Subdomain Visit Count

What is this problem about?

"Subdomain Visit Count" is a medium-difficulty string and data structure problem. You are given a list of "count-paired domains" where each entry consists of a visit count and a domain name (e.g., "9001 discuss.google.com"). You need to calculate the total number of visits for every subdomain mentioned. For "discuss.google.com," the subdomains are "discuss.google.com," "google.com," and "com." The output should be a list of the counts and their corresponding subdomains in any order.

Why is this asked in interviews?

Companies like Microsoft, Roblox, and Google use this question to evaluate a candidate's string parsing and hash map usage. It's a very practical problem that mimics real-world log processing. It tests whether you can correctly split strings, iterate through the different levels of a domain hierarchy, and aggregate data efficiently. It's also a good test of how you handle input strings with different numbers of segments.

Algorithmic pattern used

The pattern for this problem is String Parsing and Hash Table Aggregation. For each input string:

  1. Split the string to separate the count and the full domain.
  2. Iterate through the domain to find all possible subdomains. This is usually done by finding the indices of the dots ('.') and taking substrings from those points to the end of the string.
  3. For each subdomain, update its total count in a Hash Map.

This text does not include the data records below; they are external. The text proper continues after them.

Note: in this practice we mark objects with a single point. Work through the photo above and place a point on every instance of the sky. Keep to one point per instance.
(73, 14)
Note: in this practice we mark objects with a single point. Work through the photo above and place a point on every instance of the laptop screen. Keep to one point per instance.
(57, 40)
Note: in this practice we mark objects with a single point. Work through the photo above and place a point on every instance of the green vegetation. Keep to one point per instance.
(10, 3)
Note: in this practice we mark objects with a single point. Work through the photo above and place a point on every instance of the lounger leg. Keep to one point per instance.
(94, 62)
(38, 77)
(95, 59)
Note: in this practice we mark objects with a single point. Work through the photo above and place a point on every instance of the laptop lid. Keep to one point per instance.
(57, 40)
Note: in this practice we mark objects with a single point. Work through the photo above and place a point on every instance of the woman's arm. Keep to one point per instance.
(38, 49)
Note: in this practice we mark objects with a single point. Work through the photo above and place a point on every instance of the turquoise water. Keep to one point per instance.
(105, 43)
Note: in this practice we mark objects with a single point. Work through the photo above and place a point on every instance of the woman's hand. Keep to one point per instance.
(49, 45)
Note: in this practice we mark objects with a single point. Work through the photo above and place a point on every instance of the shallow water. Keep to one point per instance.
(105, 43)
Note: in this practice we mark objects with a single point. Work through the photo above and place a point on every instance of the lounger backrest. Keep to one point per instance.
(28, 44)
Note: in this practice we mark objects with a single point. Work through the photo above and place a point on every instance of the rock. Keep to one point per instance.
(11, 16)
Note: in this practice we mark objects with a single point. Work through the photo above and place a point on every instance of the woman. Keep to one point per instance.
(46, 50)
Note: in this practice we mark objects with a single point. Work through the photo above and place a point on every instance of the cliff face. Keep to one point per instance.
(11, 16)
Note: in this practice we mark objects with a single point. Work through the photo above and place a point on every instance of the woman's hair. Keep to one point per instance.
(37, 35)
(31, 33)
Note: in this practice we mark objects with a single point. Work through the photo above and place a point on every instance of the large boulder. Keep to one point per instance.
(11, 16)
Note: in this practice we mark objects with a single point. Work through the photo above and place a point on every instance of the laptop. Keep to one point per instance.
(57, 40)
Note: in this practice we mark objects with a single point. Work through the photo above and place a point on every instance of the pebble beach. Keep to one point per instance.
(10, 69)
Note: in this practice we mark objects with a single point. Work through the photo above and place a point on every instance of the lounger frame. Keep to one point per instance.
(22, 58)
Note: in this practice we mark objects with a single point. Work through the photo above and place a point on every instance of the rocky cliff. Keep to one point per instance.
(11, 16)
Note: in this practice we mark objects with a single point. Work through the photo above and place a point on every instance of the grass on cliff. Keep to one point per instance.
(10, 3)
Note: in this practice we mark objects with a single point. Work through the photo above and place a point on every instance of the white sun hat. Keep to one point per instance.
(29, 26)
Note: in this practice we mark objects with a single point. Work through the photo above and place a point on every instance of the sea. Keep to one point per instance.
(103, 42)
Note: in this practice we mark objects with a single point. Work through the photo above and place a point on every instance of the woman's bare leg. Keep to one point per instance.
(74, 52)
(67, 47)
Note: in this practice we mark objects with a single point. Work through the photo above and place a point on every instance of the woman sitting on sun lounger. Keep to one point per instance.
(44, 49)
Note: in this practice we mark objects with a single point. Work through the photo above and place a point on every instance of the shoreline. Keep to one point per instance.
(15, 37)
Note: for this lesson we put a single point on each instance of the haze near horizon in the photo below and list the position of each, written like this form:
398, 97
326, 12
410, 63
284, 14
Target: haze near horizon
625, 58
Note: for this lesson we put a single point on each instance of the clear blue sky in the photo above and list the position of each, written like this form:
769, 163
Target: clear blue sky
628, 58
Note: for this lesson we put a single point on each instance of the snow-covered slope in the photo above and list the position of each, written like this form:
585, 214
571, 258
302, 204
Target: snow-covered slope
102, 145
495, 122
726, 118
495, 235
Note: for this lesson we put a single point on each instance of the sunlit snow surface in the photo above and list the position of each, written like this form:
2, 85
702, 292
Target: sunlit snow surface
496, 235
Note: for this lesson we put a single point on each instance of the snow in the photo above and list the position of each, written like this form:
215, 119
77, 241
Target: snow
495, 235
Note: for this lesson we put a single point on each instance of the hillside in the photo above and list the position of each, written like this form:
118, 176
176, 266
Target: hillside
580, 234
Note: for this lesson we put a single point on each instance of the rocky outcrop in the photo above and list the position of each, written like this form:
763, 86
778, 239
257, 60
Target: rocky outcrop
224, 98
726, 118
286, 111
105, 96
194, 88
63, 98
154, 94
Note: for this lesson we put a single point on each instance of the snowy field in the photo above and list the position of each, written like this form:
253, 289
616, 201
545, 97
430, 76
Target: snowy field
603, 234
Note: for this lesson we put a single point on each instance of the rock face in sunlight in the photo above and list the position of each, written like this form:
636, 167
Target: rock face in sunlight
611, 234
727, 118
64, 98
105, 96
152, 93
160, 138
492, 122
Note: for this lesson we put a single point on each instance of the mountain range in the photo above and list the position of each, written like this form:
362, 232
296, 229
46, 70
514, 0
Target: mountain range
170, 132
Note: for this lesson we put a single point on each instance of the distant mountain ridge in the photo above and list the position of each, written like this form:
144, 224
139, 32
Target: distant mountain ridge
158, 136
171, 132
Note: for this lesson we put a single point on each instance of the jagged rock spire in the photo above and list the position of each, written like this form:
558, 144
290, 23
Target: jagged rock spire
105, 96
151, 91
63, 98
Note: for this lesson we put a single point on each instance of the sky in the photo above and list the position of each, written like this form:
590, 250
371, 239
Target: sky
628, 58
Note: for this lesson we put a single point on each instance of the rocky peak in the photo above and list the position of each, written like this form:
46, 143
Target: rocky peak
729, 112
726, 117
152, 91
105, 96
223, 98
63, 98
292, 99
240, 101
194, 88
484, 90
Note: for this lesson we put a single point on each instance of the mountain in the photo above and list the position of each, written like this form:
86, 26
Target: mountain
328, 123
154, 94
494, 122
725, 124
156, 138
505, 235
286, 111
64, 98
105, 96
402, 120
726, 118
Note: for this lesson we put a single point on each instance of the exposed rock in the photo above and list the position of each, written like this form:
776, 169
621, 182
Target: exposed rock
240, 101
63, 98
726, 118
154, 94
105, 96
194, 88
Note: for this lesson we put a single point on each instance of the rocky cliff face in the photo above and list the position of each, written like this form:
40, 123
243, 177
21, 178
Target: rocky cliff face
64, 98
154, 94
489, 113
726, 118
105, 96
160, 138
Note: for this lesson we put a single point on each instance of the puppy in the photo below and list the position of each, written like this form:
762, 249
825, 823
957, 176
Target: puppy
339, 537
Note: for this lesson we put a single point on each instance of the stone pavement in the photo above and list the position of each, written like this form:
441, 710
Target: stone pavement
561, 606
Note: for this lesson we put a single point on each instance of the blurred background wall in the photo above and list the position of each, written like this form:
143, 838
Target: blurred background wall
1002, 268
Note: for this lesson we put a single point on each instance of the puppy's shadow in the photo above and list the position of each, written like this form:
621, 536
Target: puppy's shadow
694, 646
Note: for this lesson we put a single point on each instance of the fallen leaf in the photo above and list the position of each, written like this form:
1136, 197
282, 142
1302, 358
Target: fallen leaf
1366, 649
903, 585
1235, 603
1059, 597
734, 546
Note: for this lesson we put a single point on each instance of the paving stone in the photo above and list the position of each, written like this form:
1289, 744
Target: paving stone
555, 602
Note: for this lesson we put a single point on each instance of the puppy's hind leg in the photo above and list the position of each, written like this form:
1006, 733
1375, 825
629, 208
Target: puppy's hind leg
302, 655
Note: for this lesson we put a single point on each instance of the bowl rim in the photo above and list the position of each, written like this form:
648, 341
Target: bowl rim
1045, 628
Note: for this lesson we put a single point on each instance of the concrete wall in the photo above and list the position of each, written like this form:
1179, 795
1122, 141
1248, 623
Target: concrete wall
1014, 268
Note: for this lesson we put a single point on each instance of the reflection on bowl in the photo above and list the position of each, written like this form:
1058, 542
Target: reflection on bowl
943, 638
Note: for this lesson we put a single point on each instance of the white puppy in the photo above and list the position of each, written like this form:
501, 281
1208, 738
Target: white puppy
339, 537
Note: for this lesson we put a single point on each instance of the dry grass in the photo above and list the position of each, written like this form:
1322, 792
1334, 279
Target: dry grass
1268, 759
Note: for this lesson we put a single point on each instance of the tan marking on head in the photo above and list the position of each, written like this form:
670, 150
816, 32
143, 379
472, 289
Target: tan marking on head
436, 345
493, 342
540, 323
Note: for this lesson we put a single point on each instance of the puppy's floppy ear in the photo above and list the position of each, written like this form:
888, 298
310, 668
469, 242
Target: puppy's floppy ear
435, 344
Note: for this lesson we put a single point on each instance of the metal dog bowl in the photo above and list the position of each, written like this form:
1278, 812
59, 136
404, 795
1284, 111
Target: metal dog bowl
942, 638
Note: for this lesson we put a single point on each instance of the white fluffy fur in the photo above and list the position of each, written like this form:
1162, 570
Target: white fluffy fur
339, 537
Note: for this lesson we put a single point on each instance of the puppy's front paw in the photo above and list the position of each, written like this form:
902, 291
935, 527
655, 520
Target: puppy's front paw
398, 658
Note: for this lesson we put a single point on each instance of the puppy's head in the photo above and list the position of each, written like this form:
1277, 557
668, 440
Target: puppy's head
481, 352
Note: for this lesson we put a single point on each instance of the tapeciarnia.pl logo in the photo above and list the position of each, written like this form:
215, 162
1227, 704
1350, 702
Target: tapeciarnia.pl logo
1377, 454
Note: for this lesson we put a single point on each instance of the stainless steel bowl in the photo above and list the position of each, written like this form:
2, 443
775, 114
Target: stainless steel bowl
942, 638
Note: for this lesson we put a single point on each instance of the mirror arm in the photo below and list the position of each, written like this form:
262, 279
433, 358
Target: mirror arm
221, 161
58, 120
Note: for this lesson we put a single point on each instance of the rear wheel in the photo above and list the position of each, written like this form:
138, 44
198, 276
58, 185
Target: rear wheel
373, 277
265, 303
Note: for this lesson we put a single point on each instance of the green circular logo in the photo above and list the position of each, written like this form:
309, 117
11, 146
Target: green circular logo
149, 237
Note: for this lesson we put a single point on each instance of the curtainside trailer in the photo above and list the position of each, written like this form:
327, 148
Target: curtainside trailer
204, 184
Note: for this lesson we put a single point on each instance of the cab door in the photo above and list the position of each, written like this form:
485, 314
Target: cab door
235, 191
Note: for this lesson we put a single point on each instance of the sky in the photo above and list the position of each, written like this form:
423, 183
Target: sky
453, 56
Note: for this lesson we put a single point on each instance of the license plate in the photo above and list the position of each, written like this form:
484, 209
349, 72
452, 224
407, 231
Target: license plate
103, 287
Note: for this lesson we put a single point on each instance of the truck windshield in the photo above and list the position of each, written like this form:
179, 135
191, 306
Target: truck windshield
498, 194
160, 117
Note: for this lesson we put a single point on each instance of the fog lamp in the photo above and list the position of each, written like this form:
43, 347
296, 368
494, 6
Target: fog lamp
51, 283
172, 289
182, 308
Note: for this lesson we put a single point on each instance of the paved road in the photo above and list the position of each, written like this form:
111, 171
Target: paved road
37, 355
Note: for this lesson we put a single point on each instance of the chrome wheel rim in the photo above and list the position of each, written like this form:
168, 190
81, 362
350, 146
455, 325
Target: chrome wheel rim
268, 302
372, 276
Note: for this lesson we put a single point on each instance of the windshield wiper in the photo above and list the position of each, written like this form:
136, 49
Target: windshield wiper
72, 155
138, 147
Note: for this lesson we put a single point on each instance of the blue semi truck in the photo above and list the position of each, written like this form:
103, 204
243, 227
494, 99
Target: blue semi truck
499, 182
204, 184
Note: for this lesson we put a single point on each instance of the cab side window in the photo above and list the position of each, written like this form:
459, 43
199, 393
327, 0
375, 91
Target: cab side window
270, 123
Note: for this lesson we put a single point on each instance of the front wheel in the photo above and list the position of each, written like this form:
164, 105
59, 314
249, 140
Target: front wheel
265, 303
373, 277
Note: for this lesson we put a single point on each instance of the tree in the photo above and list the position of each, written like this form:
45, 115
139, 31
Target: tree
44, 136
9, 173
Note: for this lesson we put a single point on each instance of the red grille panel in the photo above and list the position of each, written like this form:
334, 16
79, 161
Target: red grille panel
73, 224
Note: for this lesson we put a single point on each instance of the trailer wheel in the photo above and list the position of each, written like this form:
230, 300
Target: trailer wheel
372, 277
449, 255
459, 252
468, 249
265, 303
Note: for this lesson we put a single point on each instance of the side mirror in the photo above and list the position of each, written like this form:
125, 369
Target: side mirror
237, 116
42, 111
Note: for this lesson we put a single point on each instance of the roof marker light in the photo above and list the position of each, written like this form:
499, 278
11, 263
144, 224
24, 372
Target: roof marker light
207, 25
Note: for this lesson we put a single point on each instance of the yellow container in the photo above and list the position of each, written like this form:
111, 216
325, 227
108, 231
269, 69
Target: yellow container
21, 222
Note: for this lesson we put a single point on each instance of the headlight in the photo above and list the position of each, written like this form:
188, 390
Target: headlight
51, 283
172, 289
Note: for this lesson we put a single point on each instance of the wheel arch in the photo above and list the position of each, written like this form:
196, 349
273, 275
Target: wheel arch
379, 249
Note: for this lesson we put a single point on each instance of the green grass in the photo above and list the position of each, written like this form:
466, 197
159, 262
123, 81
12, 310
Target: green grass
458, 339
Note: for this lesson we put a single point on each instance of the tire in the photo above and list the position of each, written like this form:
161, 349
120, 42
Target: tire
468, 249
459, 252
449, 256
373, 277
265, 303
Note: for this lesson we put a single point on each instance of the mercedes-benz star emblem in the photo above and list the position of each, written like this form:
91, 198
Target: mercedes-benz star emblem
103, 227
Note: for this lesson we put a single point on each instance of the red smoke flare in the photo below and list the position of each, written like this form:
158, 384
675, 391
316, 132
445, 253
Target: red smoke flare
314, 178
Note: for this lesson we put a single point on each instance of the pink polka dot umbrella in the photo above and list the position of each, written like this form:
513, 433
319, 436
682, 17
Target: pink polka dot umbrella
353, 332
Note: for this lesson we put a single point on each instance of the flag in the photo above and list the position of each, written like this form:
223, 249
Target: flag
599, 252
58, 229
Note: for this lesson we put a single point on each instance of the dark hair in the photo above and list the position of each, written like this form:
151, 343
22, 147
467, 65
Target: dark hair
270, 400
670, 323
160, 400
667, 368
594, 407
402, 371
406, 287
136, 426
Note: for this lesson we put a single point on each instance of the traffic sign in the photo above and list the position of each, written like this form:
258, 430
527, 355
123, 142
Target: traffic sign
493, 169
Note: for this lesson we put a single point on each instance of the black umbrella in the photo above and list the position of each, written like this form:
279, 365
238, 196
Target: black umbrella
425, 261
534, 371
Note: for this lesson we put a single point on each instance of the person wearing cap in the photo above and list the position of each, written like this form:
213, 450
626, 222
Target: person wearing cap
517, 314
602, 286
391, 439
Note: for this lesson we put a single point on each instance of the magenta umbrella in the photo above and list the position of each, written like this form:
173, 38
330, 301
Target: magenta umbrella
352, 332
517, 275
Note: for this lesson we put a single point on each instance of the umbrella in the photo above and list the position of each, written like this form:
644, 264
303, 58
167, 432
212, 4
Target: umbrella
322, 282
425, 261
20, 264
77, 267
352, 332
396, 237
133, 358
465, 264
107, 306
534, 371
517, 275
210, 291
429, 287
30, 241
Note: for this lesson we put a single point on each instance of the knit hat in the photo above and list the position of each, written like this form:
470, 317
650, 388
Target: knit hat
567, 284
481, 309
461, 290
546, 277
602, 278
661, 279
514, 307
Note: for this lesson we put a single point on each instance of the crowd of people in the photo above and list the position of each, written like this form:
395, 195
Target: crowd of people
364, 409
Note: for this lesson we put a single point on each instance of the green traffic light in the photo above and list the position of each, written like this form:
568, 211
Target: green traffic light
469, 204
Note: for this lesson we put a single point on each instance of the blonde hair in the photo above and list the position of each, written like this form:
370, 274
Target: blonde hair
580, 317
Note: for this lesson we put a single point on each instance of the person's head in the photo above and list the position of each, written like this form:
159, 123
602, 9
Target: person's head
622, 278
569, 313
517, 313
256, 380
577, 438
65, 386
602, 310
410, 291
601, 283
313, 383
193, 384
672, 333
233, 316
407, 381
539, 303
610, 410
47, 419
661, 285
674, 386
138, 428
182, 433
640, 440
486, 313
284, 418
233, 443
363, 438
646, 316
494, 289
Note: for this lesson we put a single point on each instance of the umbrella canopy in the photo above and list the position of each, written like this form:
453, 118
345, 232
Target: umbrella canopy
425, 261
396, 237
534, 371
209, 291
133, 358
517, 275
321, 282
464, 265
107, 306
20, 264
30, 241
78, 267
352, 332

Finally, iterate through the Hash Map and format the results into the required output strings.

Example explanation (use your own example)

Input: ["50 info.example.org"]

  1. Parse count 50 and domain "info.example.org".
  2. Subdomains:
    • "info.example.org" -> Map["info.example.org"] += 50
    • "example.org" -> Map["example.org"] += 50
    • "org" -> Map["org"] += 50 If another input was "10 example.org", then Map["example.org"] would become 60 and Map["org"] would become 60.

Common mistakes candidates make

A common mistake is not correctly identifying all levels of the subdomain (e.g., forgetting the top-level domain like ".com"). Another mistake is inefficiently recreating strings in a loop, which can lead to higher time complexity in languages where strings are immutable. Using a complex recursive solution is also usually overkill for this problem; a simple iterative approach using split and substring is much cleaner.

Interview preparation tip

For the Subdomain Visit Count interview question, focus on writing clean and modular code. Mention how you handle the string splitting—using a built-in split function is usually fine. Be careful with space complexity; the number of entries in your hash map depends on the number of unique subdomains, which is a good point to discuss with your interviewer.